If we wanted to calculate the probability that a couple who plans to have 8 kids will have 3 boys, part (b) approach will be more tedious since there will 56 different combinations to deal with.

Serving in volleyball. (4.30, p. 162) A not-so-skilled volleyball player has a 15% chance of making the serve, which involves hitting the ball so it passes over the net on a trajectory such that it will land in the opposing team’s court. Suppose that her serves are independent of each other.

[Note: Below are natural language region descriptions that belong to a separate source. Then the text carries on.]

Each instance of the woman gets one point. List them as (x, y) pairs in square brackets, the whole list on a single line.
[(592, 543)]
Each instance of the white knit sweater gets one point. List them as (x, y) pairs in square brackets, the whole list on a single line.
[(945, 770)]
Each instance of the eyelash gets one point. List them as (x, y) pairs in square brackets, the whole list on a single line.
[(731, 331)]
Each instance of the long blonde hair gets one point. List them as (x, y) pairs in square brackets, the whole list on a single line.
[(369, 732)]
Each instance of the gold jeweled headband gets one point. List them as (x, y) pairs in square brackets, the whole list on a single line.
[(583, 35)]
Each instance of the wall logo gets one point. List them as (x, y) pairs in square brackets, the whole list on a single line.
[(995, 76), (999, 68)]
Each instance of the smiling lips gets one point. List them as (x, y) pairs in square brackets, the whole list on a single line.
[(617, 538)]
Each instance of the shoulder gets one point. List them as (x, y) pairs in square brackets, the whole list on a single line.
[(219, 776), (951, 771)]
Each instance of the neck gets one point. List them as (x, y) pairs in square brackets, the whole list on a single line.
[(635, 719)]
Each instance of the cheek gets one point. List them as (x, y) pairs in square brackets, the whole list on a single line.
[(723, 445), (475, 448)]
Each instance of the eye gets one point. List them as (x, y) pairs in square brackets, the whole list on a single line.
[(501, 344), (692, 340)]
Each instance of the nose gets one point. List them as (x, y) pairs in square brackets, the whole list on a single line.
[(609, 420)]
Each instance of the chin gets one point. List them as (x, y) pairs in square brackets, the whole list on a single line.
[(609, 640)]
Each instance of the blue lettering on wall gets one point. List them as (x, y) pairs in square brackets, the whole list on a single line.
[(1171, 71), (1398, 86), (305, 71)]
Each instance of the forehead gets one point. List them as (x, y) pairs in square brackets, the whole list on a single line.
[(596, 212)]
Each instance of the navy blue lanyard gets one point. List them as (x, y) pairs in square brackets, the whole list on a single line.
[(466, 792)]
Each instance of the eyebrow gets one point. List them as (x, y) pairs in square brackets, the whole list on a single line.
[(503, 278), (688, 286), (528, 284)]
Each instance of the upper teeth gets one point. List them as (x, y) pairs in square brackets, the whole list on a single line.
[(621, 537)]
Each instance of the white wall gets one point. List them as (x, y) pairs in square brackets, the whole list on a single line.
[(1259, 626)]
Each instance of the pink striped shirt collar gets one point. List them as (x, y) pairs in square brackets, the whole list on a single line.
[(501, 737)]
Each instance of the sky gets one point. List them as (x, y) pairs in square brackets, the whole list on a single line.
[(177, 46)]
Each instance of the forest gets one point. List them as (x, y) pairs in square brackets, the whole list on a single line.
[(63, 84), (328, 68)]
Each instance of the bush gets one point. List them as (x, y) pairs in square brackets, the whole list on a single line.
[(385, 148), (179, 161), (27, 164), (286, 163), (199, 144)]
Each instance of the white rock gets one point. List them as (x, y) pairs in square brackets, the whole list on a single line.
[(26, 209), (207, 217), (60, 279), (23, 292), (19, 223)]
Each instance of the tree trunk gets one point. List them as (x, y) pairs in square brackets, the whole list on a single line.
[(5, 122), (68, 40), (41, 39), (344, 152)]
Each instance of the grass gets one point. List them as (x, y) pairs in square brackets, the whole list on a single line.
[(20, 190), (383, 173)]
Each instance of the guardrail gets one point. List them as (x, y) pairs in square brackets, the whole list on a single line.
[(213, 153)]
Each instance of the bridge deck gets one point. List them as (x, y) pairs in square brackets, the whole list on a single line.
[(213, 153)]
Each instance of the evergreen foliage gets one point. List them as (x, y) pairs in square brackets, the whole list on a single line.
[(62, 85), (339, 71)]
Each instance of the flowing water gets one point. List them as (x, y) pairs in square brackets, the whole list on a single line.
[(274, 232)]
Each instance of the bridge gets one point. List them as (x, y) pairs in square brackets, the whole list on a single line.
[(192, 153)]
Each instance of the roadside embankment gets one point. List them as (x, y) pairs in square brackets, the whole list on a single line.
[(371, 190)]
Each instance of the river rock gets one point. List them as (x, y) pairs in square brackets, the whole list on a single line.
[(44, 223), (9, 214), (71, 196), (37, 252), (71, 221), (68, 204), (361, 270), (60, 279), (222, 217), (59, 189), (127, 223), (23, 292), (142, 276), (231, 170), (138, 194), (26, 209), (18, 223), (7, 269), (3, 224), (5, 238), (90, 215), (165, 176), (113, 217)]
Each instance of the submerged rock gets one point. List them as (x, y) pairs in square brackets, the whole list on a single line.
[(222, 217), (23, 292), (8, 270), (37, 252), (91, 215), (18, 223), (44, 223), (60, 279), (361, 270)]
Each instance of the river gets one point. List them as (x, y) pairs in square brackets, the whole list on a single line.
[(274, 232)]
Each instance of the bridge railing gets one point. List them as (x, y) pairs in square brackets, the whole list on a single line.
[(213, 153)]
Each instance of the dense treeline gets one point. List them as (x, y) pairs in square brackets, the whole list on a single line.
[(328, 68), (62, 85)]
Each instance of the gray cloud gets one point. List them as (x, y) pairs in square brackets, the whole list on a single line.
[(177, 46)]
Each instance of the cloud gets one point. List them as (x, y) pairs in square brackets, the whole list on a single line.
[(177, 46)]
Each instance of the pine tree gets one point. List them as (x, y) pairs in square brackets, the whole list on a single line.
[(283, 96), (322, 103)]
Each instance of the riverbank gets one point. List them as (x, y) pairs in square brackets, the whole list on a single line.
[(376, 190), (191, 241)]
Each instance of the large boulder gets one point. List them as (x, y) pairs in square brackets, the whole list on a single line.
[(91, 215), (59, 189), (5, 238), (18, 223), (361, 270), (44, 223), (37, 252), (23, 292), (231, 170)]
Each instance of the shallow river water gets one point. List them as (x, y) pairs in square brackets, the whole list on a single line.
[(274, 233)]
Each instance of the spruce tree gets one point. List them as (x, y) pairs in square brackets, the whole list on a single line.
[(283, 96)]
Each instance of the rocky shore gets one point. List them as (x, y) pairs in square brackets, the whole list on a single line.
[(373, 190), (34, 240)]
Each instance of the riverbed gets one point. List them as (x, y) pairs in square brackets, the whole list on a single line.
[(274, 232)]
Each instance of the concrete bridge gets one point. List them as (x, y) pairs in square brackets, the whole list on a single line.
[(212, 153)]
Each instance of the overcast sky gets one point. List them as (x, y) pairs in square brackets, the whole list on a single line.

  1. What is the probability that on the 10th try she will make her 3rd successful serve?
# negative binomial distribution
n <- 10
k <- 3
p_serve <- 0.15
p_3_10 <- choose(n-1, k-1) * p_serve ^ k * (1 - p_serve) ^ (n - k)
p_3_10
## [1] 0.03895012

The probability that on the 10th try she will make her 3rd successful serve, is 3.9%.

  1. Suppose she has made two successful serves in nine attempts. What is the probability that her 10th serve will be successful?

The probability that her 10th serve will be successful is 15% given independant serves.

  1. Even though parts (a) and (b) discuss the same scenario, the probabilities you calculated should be different. Can you explain the reason for this discrepancy?

Though it appears both (a) and (b) talk about probabilities of having success in 10th try but they both are different. In (a), it has been asked for 3rd success in 10th try which points to negative binomial distribution but in (b), its just for 10th serve to be success which is like any other try.